En relación con Vibrio cholerae, se afirma que «gran parte de su transformación, de microbio inofensivo a patógeno virulento, se relaciona con la actividad humana. Somos nosotros quienes lo hemos convertido en un enemigo». Y se nos recuerda que «evidentemente no es posible vigilar a todos los microbios con potencial pandémico. (Pero) hay «puntos calientes» donde hay más posibilidades de que esto ocurra. (Y) si la creación de un sistema de vigilancia activa a escala global ya es todo un desafío, asegurarse de que la población actúa en consecuencia exigiría un proyecto de alcance aún más amplio».

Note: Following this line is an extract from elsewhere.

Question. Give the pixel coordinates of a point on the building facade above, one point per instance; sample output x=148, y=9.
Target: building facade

«Mientras se gesta la próxima pandemia, la identidad del patógeno que la causará sigue siendo tan incierta como siempre. Podría tratarse de un patógeno de la selva como el ébola. Podría ser un microorganismo marino como el cólera. O algo totalmente distinto. Tendremos que aceptar que no sabemos su nombre. Eso me dije una tarde de verano cuando iba camino de la bahía de Chesapeake, huyendo del calor de la ciudad. El agua estaba opaca, templada como una bañera y rebosante de vida. (También) había bacterias de distintos vibrios, incluido el del cólera. (El) agua rica en cólera que había desplazado al zambullirme formaba sobre mí un tétrico remolino brillante».

Finaliza el libro con el breve «Glosario» [pp. 313-315], y los «Agradecimientos» [pp. 317-318]. Un libro que gustará a los buenos aficionados a la divulgación científica escrita por periodistas especializados.